Both were fast-tracked in the next performance cycle. Mira cited Lena’s contribution directly in her board report.
What does Article 30 actually require from a company’s records of processing activities? #
Under Article 30 of the GDPR, controllers must maintain records of processing activities that cover, for each processing activity: the name and contact details of the controller (and, where applicable, the joint controller, the controller’s representative, and the DPO), the purposes of the processing, a description of the categories of data subjects and personal data, the categories of recipients, details of any transfers to third countries, envisaged retention periods, and a general description of technical and organisational security measures. The records must be stored and made available to the Supervisory Authority on request. Critically, Article 30 does not use the word ‘accurate’ — but the obligation to maintain records that genuinely describe the listed elements, combined with the accountability principle under Article 5(2), means that records which do not reflect the company’s actual processing activities are not evidence of compliance. They are evidence of a governance process that never connected to operational reality.

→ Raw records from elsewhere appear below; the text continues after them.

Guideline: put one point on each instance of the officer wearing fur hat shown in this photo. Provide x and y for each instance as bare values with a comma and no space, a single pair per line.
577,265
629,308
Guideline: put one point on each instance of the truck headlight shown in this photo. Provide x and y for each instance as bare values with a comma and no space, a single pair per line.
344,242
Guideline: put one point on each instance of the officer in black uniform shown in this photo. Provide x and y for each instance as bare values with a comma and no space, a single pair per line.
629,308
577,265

Two enforcement decisions show what regulators find when they look behind a company’s disclosures. In October 2024, the Irish Data Protection Commission fined LinkedIn €310 million after an investigation found that LinkedIn lacked a valid lawful basis under Article 6 for behavioural analysis and targeted advertising, and breached the transparency obligations under Articles 13 and 14 — the company’s disclosures to users did not reflect the actual scope of its processing. In September 2021, the Irish DPC fined WhatsApp €225 million — following a binding EDPB decision under Article 65 that significantly increased the DPC’s original draft fine — for transparency failures under Articles 12, 13 and 14 that were rooted in the same underlying problem: the gap between what the company said it was doing with personal data and what it was actually doing. In both cases, the fine was not primarily about a single unlawful act — it was about the accumulated failure to maintain accurate, complete documentation of processing activities and to give data subjects information that reflected operational reality.
Lena’s mapping prevented exactly that gap from persisting.
Why does a Business Analyst matter to a data protection programme? #
A Business Analyst brings three capabilities that many data protection functions lack: access to operational systems, credibility with technical stakeholders, and a methodology for turning complex processes into structured, verifiable documentation. The RoPA is, at its core, a business analysis problem — it requires someone who can trace how data actually moves through a company, not just how the company says it moves. A Data Protection Leader working without this capability is building compliance on top of an unverified foundation. That foundation is precisely what a Supervisory Authority examines first.
The challenge for today: Take three processing activities from your RoPA and verify them against the actual systems — check the retention periods against what the system is configured to retain, check the processor entries against your contract register, check the lawful basis against what the system actually collects. If any of the three do not match, your records are incomplete.
For more on how data flows and system architecture connect to compliance accountability, see Beyond Legal #22, and Beyond Legal #24 on what unverified processor relationships look like in practice.
Article references: Article 5(2) (accountability), Article 6 (lawful basis), Article 9 (special categories), Article 13 (transparency), Article 28 (processor obligations), Article 30 (records of processing activities), Article 44–46 (international transfers).
Series: This is post 28 in the Beyond Legal series — 20 roles, 20 days, real consequences. Mira, Lena and the story are fictitious; the two cases are real.